President Lyndon B. Johnson cited the attacks to persuade Congress to authorize broad military action in Vietnam, but historians in recent years have concluded that the Aug. 4 attack never happened.
Still, the transcripts show the outrage the senators were expressing behind closed doors. “In a democracy you cannot expect the people, whose sons are being killed and who will be killed, to exercise their judgment if the truth is concealed from them,” Senator Frank Church, Democrat of Idaho, said in an executive session in February 1968.
But the senators also worried that releasing a committee staff investigation that raised doubts about the Tonkin incident would only inflame the country more. As Senator Mike Mansfield, Democrat of Montana, put it, “You will give people who are not interested in facts a chance to exploit them and to magnify them out of all proportion.”

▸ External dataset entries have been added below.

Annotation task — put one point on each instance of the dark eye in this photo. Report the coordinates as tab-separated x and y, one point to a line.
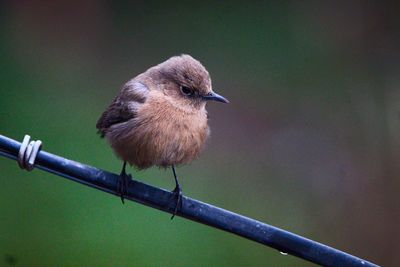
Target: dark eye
186	91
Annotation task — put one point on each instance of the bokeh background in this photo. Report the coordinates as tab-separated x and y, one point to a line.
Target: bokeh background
309	143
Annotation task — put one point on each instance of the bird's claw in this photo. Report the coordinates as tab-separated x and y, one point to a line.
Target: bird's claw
178	195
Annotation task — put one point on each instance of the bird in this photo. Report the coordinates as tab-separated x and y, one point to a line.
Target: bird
159	118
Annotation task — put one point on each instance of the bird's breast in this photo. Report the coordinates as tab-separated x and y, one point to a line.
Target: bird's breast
165	135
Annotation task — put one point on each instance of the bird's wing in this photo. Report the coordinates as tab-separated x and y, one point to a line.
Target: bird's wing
124	106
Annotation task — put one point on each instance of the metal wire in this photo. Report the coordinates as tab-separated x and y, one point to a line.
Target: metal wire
283	241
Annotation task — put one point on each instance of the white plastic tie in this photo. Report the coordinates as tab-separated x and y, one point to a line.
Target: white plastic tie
28	152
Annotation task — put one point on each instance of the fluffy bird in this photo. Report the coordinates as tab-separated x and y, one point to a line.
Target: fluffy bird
159	118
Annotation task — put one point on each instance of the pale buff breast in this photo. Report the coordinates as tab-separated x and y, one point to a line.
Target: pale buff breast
161	135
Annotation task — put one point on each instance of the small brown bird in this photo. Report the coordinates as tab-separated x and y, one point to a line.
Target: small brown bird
159	117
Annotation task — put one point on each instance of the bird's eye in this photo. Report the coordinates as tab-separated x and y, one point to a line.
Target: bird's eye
186	91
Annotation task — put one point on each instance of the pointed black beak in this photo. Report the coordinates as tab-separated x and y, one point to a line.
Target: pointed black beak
215	97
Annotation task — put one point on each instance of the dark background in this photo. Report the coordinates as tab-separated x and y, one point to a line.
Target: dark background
309	143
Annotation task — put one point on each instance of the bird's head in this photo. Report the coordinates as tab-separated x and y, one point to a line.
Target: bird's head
185	82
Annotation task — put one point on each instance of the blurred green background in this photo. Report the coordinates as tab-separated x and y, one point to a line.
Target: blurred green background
309	143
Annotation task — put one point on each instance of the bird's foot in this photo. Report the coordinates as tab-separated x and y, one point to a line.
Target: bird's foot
123	181
178	195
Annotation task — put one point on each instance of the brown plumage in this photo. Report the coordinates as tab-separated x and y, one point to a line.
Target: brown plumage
159	117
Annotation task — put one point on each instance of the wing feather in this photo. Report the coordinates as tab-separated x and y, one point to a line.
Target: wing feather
124	107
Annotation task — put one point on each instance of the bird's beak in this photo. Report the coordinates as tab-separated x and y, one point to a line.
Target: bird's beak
215	97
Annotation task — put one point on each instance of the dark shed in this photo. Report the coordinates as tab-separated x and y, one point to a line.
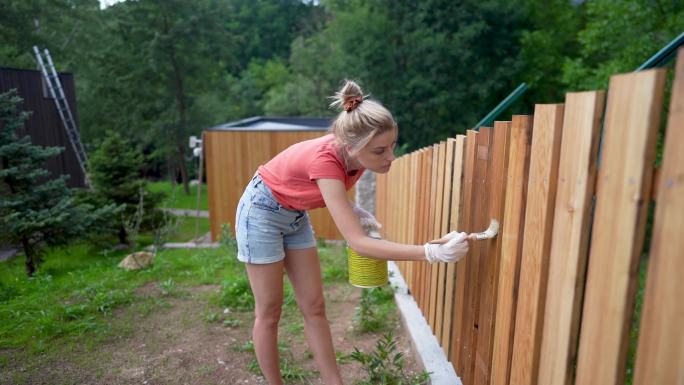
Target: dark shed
44	126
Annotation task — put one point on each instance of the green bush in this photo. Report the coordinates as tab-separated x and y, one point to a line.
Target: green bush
385	365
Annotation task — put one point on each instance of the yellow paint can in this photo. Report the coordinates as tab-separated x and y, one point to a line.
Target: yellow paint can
366	272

At another point, the committee’s chairman, Senator William Fulbright, Democrat of Arkansas, raised concerns that if the senators did not take a stand on the war, “We are just a useless appendix on the governmental structure.”

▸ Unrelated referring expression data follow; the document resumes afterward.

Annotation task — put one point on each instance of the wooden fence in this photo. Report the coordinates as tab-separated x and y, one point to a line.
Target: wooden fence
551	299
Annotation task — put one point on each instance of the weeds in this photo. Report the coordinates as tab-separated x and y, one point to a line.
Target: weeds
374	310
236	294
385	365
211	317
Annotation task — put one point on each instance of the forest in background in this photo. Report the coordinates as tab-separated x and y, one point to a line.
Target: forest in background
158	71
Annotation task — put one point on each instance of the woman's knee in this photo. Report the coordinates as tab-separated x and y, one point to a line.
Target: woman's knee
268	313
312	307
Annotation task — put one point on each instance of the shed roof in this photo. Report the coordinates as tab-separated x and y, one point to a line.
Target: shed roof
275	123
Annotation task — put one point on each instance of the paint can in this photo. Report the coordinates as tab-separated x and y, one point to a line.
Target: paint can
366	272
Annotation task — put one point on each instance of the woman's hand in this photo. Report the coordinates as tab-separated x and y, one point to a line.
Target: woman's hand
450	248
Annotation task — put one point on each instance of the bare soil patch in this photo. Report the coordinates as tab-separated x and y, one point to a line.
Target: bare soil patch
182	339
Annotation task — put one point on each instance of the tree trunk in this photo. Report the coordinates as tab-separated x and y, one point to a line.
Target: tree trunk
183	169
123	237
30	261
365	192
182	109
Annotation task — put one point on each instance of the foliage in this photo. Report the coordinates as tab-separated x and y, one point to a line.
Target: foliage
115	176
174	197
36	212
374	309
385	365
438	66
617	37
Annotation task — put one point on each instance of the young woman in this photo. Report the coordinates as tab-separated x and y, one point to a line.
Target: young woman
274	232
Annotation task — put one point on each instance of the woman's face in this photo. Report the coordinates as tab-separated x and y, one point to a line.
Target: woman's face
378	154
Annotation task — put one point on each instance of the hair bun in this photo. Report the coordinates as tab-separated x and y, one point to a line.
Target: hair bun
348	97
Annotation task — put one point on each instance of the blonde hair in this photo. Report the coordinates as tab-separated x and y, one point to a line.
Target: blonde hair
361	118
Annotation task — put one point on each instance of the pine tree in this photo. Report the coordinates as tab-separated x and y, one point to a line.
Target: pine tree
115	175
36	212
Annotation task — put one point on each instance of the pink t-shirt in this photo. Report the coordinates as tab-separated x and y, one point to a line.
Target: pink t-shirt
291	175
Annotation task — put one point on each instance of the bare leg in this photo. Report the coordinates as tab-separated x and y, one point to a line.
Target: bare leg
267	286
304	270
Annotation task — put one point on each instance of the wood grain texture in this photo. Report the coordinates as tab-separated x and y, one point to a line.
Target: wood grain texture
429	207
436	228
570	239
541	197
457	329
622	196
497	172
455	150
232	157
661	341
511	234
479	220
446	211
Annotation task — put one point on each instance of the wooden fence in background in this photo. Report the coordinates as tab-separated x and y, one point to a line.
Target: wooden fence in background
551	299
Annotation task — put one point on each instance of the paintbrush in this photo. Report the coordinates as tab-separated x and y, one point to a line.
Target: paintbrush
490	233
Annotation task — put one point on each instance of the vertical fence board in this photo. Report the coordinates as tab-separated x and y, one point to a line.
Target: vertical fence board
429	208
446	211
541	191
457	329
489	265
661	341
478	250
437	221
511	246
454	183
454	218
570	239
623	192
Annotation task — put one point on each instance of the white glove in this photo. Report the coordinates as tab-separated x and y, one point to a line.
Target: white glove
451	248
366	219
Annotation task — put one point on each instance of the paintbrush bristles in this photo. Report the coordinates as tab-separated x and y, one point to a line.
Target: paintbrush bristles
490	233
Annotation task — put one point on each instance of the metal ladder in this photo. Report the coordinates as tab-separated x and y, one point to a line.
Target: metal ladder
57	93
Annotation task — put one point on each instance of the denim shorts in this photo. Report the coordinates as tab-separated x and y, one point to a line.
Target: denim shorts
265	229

The current chairman of the committee, Senator John Kerry, Democrat of Massachusetts, said Wednesday in an interview that the transcripts were especially revealing to him. In February 1968, when some of the most intense debates of the committee were occurring, Mr. Kerry was on a ship headed for Vietnam.
The release of documents, he said, “shows these guys wrestling with the complexity of it when our generation was living it out in a very personal way.”
He continued, “You couldn’t have imagined in that room of the Capitol that policy makers were agonizing over it in that way, and having that gut kind of conversation.”
In the end, however, the senators did not further pursue their doubts. As Mr. Church said in one session that was focused on the staff report into the episode, if the committee came up with proof that an attack never occurred, “we have a case that will discredit the military in the United States, and discredit and quite possibly destroy the president.”
He added that unless the committee had the evidence to substantiate the charges, “The big forces in this country that have most of the influence and run most of the newspapers and are oriented toward the presidency will lose no opportunity to thoroughly discredit this committee.”
Robert J. Hanyok, a National Security Agency historian, said Wednesday in an interview that “there were doubts, but nobody wanted to follow up on the doubts,” perhaps because “they felt they’d gone too far down the road.”
Mr. Hanyok concluded in 2001 that N.S.A. officers had deliberately falsified intercepted communications in the incident to make it look like the attack on Aug. 4, 1964, had occurred, although he said they acted not out of political motives but to cover up earlier errors.
Many historians say that President Johnson might have found reason to escalate military action against North Vietnam even without the Tonkin Gulf crisis, and that he apparently had his own doubts. Historians note that a few days after the supposed attack he told George W. Ball, the under secretary of state, “Hell, those dumb, stupid sailors were just shooting at flying fish!”